ARGENTINA: The new head coach of River Plate, Matias Almeyda, says he is happy to be coaching the team he previously played for adding there is a long road to come back from its historic relegation
Record ID:
253894
ARGENTINA: The new head coach of River Plate, Matias Almeyda, says he is happy to be coaching the team he previously played for adding there is a long road to come back from its historic relegation
- Title: ARGENTINA: The new head coach of River Plate, Matias Almeyda, says he is happy to be coaching the team he previously played for adding there is a long road to come back from its historic relegation
- Date: 12th July 2011
- Summary: BUENOS AIRES, ARGENTINA (FILE) (REUTERS) EXTERIOR OF THE RIVER PLATE STADIUM VARIOUS OF RIVER FANS WALKING TO THE STADIUM
- Embargoed: 27th July 2011 13:00
- Keywords:
- Location: Argentina, Argentina
- Country: Argentina
- Topics: Sports
- Reuters ID: LVAM1G2MQUWNNQJE0Z8Z2D6NFLY
- Story Text: New River Plate head coach Matias Almeyda said Monday (July 11) he looks forward to coaching the team in the Nacional B next season and is ready to leave his playing days behind and work to bring River back from its historic relegation.
The record 33 time Argentine league champions went down for the first time in their 110-year existence last month when they lost a relegation-promotion playoff against Nacional B side Belgrano 3-1 on aggregate.
Almeyda, a midfielder who played for Parma and Lazio in Italy and Argentina at the 1998 and 2002 World Cups, was a part of the relegated team this season but missed the decisive second leg, a 1-1 draw at River's Monumental Stadium, through suspension.
At his first news conference as the team's coach, the 37-year-old said he looks forward to his new role at the club, one of Argentina's biggest and most popular, and is ready to leave his playing days behind him.
"I am happy to be the coach of River.
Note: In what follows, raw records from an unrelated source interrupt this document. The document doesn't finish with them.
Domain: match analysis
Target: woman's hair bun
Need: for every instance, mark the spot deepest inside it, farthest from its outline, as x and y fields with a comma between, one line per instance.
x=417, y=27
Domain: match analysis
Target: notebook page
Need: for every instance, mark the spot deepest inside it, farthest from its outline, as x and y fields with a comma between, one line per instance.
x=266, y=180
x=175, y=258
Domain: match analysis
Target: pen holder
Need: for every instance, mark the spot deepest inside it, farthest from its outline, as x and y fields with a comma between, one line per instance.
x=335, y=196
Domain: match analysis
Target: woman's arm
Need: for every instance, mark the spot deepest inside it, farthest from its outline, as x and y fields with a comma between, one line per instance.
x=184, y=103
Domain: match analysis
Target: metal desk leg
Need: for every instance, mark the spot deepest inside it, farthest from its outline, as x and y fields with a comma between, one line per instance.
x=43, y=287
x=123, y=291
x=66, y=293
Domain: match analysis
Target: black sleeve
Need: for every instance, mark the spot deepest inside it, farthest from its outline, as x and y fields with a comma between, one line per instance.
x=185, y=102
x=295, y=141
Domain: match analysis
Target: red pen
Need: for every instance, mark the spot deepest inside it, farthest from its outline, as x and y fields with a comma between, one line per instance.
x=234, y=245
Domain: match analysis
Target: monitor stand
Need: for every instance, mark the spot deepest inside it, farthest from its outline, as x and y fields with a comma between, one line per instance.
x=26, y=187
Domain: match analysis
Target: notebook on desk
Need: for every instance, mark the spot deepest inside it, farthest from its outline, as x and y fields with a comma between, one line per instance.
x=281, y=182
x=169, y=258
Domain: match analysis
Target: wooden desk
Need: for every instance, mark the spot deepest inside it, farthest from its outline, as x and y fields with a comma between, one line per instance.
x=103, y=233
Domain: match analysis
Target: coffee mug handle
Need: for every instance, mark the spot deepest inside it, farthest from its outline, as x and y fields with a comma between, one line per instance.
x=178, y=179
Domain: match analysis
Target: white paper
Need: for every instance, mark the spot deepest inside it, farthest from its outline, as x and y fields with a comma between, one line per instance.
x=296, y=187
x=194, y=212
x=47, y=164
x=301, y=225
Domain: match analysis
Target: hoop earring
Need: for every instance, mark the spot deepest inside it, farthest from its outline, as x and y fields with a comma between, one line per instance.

I think as a player I was suffering. I played my last games with a fracture in a rib and a pulled abductor and once you start to have these kinds of problems I think that's it. As a player I think I'd given my all. I couldn't give anymore and today what I want has left the player [in me] behind," Almeyda said.
Almeyda has no coaching experience having come out of semi-retirement playing for Lyn in Norway and then Fenix in the fourth tier of the Argentine game to return to River, his first club, in 2009.
The rookie coach along with club president Daniel Passarella are charged with leading River into unknown territory in the tough second tier of Argentine football.
River did not have a bad season but paid the price for a poor points average over three seasons -- the system by which relegation is determined in Argentina.
The system was, ironically, created in the early 1980s to protect the big clubs from a poor campaign.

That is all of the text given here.